Location: The Netherlands
Joined: 17 Mar 2005
Likes: 5 pages

Posts: 683

PostPosted: Tue 05 Jul, 2011 4:02 pm    Post subject:         Reply with quote

Ryan A. Currier wrote:
Does anybody know if a bailiff would be used, or required, for a landed man of some 80 acres? I'm talking the top end of commoner here... Someone who can come and go as he pleases, but lacks gentle birth. Is it within the realm of possibility, or more probable, that such a man would manage his own affairs directly? Might possibly work in the field with the laborers?
It is my understanding that such men did exist, though I could be mistaken. I know there were men owing little to no service, though rent was paid, but I believe I read, some time ago mind you, that some men did exist who owned land (13th century, England), but lacked gentle birth.


It would greatly depend on the place.

In some regions of the Netherlands, notably West-Friesland, Friesland, East-Friesland (in modern-day Germany), Groningen and Drenthe, there was hardly any centralised rule at all in large periods in the middle ages.

In Friesland, the result was that some farmers became wealthy enough to build stone houses and recruit small armies to use against their neighbors, thus becoming de facto nobility themselves, even though not originally of noble blood.

In Drenthe on the other hand, the land was not so fertile and the farmers had to work together to make a living. As a result they probably had no time for warfare. But the judicial system they had was quite interesting and possibly going back to Germanic times, or even earlier.

In Groningen, on the border between Drenthe and Friesland, most power was concentrated in the city of Groningen, which was/is by far the largest in the north-east of the Netherlands. Being an Free Imperial City, it was formally ruled by the emperor directly. But as the emperor was far away and powerless, the city could do whatever it wished...

So in all these regions, the individual farmer would be free and would own their own lands. Nevertheless, the differences were great.

As we know, the Netherlands is not a huge country, and the three regions I mentioned are only a third or fourth part of it... If the differences in economic and social structure would be so large in such a small area, then how big would the differences be in a Europe from Ireland to Russia?

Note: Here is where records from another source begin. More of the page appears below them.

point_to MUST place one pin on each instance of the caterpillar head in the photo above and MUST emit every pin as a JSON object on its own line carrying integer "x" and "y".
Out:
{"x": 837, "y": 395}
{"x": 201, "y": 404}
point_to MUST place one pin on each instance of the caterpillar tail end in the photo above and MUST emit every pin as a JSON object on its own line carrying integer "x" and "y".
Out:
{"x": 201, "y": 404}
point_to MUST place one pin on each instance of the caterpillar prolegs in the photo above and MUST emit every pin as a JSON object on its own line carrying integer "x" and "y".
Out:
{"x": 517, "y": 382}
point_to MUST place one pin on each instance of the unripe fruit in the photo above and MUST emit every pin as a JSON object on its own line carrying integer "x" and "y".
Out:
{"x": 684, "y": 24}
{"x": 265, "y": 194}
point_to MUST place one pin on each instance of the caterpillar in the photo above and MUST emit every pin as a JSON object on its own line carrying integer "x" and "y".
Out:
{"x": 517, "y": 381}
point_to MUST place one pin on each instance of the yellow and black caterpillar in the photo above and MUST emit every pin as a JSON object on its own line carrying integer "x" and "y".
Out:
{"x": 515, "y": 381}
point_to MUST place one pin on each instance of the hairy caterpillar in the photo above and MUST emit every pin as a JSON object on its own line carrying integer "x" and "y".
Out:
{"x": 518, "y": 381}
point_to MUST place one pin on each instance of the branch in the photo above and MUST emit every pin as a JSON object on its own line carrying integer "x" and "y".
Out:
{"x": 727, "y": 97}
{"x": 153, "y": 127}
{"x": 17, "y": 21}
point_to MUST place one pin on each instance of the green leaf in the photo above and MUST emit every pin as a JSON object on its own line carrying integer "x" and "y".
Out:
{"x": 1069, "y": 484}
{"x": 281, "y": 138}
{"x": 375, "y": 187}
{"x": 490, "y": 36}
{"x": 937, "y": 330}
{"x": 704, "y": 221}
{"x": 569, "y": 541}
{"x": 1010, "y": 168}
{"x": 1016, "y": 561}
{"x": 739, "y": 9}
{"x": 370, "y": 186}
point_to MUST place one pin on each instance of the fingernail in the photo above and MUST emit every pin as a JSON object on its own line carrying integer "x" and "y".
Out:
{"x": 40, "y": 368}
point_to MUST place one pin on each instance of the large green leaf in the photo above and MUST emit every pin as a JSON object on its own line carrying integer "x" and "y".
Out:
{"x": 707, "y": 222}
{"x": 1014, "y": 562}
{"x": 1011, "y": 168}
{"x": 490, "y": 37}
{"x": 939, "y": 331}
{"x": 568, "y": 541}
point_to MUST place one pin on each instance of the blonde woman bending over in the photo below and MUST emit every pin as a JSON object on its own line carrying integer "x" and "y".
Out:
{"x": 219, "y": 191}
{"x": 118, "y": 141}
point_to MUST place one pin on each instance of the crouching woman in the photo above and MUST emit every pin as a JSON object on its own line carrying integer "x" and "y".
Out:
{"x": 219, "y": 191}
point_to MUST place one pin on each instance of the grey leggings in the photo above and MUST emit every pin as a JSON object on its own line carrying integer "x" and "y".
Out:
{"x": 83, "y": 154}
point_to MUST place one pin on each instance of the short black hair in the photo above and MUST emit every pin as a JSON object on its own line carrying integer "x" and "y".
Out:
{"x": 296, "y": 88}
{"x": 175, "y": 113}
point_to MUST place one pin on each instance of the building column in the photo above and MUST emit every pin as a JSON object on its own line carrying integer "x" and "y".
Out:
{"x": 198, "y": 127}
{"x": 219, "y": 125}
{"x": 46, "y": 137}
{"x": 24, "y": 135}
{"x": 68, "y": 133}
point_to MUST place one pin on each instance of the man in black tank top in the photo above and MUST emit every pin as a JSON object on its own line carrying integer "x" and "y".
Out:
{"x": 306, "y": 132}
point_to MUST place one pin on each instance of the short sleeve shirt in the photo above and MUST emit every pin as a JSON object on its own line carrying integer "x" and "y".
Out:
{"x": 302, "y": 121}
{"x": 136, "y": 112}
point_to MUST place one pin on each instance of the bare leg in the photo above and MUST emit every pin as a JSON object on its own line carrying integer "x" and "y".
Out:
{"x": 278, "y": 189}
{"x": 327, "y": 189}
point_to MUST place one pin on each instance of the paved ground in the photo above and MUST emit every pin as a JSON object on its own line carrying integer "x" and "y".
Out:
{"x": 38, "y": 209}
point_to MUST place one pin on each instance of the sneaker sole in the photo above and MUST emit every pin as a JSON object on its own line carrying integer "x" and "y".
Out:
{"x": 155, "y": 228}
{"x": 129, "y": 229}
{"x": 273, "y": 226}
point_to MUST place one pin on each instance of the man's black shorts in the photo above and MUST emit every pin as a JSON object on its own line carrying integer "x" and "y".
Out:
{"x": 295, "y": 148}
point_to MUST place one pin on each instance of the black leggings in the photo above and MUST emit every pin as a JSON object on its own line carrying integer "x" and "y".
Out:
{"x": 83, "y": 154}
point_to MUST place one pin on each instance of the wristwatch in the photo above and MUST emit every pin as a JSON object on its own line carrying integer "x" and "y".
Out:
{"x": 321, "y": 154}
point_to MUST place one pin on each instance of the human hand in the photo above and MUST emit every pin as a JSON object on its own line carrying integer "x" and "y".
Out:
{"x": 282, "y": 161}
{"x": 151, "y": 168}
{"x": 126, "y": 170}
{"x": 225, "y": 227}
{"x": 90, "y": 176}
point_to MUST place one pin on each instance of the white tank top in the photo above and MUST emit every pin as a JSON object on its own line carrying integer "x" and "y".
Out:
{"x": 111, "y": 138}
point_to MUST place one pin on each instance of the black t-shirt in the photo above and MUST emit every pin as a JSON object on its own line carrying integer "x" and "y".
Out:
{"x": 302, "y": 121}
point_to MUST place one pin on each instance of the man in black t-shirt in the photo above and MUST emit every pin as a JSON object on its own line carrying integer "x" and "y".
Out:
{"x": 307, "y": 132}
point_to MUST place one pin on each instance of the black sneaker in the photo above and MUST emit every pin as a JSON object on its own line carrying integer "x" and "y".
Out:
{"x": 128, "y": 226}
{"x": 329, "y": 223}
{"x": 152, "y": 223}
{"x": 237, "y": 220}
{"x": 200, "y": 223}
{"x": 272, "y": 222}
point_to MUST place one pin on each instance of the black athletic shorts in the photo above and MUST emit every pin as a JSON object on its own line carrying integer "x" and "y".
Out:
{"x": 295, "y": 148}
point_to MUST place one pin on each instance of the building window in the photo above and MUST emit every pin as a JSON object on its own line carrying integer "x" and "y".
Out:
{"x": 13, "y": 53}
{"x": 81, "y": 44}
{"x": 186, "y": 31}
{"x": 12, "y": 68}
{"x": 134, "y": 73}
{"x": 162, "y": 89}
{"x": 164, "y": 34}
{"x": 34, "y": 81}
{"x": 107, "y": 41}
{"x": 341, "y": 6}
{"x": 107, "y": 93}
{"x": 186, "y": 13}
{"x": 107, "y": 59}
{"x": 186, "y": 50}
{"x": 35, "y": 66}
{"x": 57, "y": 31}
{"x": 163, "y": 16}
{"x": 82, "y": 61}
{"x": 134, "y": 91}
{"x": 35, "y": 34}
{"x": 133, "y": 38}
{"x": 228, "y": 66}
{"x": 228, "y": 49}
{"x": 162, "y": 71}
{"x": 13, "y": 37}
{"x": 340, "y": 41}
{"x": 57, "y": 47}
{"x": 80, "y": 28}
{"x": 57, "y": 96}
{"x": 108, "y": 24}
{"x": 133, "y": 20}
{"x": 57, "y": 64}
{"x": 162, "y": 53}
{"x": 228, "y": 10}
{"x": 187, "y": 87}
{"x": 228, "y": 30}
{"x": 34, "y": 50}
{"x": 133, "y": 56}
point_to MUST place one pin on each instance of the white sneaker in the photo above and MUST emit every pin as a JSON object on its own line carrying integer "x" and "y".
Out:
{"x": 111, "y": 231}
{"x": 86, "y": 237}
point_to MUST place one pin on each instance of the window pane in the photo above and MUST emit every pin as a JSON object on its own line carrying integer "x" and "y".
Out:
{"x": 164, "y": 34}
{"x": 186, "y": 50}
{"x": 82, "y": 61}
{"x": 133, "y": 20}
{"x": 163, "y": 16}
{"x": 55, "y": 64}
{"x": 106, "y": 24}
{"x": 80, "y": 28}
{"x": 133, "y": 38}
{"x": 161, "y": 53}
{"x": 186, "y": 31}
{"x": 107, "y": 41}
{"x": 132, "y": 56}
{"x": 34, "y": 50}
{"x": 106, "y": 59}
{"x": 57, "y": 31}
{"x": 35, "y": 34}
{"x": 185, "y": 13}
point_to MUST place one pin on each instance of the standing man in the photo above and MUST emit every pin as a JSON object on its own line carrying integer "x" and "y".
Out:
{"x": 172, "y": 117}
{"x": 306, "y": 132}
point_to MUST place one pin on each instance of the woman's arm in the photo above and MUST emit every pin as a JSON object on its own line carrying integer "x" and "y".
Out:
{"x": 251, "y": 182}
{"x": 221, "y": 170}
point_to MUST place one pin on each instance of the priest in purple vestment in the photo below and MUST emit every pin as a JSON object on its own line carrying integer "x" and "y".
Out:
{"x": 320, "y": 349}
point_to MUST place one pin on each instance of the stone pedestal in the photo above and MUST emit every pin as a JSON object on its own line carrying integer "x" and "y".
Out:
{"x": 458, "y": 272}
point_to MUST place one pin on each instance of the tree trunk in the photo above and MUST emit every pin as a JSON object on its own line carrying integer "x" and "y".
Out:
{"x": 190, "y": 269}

This being an English language forum, I'd imagine that most reference material brought forward would concern England. But then again, I think that England is a bit of a strange case itself, since the yeomanry was never abolished in favor of a really thoroughly feudal society as was the case in France or large portions of Germany.

Sorry for the slightly off-topic post...

The articles by Prof. Munro are good reading btw! Thanks Ariella!